We can’t rely solely on the mind to heal us, but denying its role in medicine isn’t the answer either. My hope is that this research helps us overcome some of the prejudice against mind–body approaches to healing, and to recognize that taking account of the mind in health is actually a more scientific and evidence-based approach than relying more heavily on physical interventions and drugs.

Nearly 400 years after the philosopher Descartes declared a fundamental separation between mind and body, we still tend to think of ourselves as rational beings with highly developed minds that allow us to transcend our biological animal nature.

Yet the evidence shows something very different: Our bodies and minds have evolved in exquisite harmony, so perfectly integrated that it is impossible to consider one without the other. By understanding how our minds influence and reflect our physiology, perhaps we can finally live in tune with our bodies and care for them in a way that is based in evidence, and not delusion.


Heal Your Mind

Understanding that the mind plays a role in mediating pain, inflammation, and other physical states can be intimidating if we believe we don’t know how to manage our stress. Research has shown that these stress-reduction techniques can improve physical health:

Meditation

Italian researchers scanned the brains of meditators and found that the subjects were better able than nonmeditators to down-regulate activity in the default-mode network — the ruminating, worrying part of the brain. Mindfulness meditation involves observing the mind thinking without becoming attached to its thoughts, which can show that we don’t have to be ruled by them. (For more on the rewards of meditation, see “Brain-Body Benefits of Meditation.”)

Reframing Stress

How you perceive a stressful event makes a big difference in how your body reacts. Psychologist Wendy Mendes, PhD, a researcher at the University of California, San Francisco, suggests imagining a skier who faces a steep, icy trail that’s her only way down a mountain.
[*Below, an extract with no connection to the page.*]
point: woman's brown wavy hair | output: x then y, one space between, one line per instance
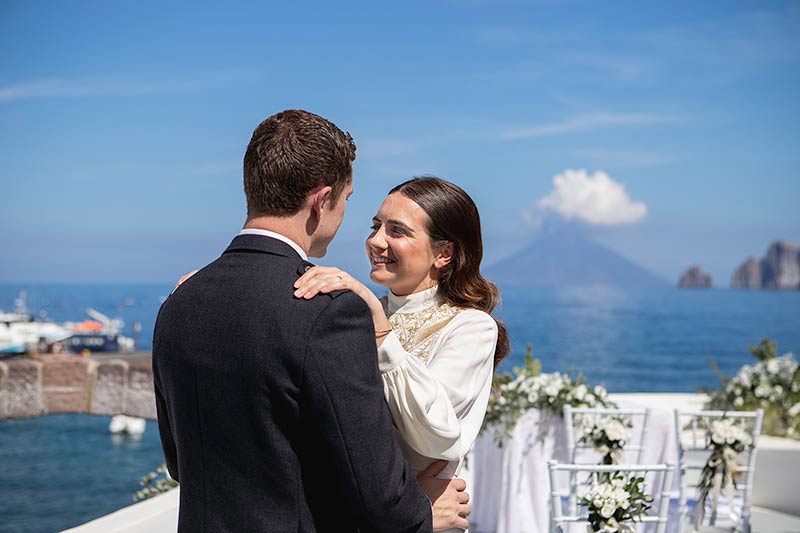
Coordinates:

Depending on how experienced she is, her dominant response will be either fear or exhilaration — and these have very different effects in the body.
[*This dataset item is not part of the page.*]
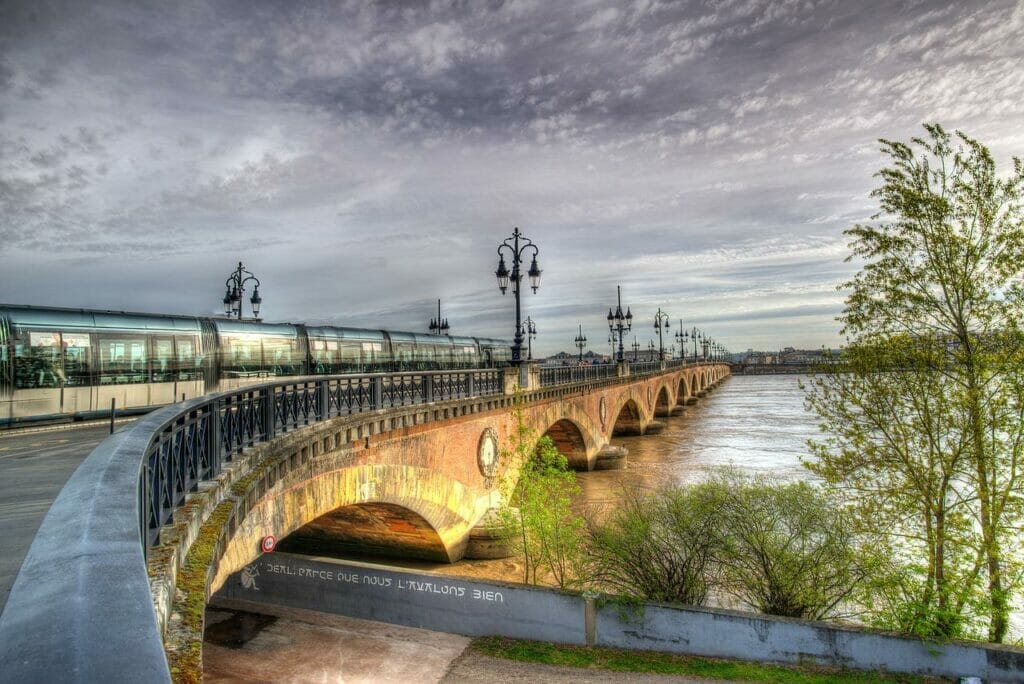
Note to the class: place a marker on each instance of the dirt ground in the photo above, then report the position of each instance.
(256, 642)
Both trigger the sympathetic nervous system, but exhilaration affects it to a greater extent. Peripheral blood vessels dilate and the heart works more efficiently, pumping oxygenated blood to the limbs and brain. People experiencing this response perform better physically as well as mentally.

Fear, on the other hand, causes the body to go into damage-control mode. Blood vessels constrict and the heart beats less efficiently, so less blood is pumped around the body. (This would minimize blood loss if you were caught and injured by a predator.)

Psychologists’ terms for these contrasting responses are “challenge” and “threat.” Mendes has found that people who experience a challenge response bounce back to normal fairly quickly, while people in a threat state take longer to recover, both mentally and physically.

She’s also found that simply changing how you think about your physical response to stress can have a dramatic effect. In studies, participants who learned to positively interpret signs of stress, such as an elevated heart rate, performed better on tests and recovered more quickly.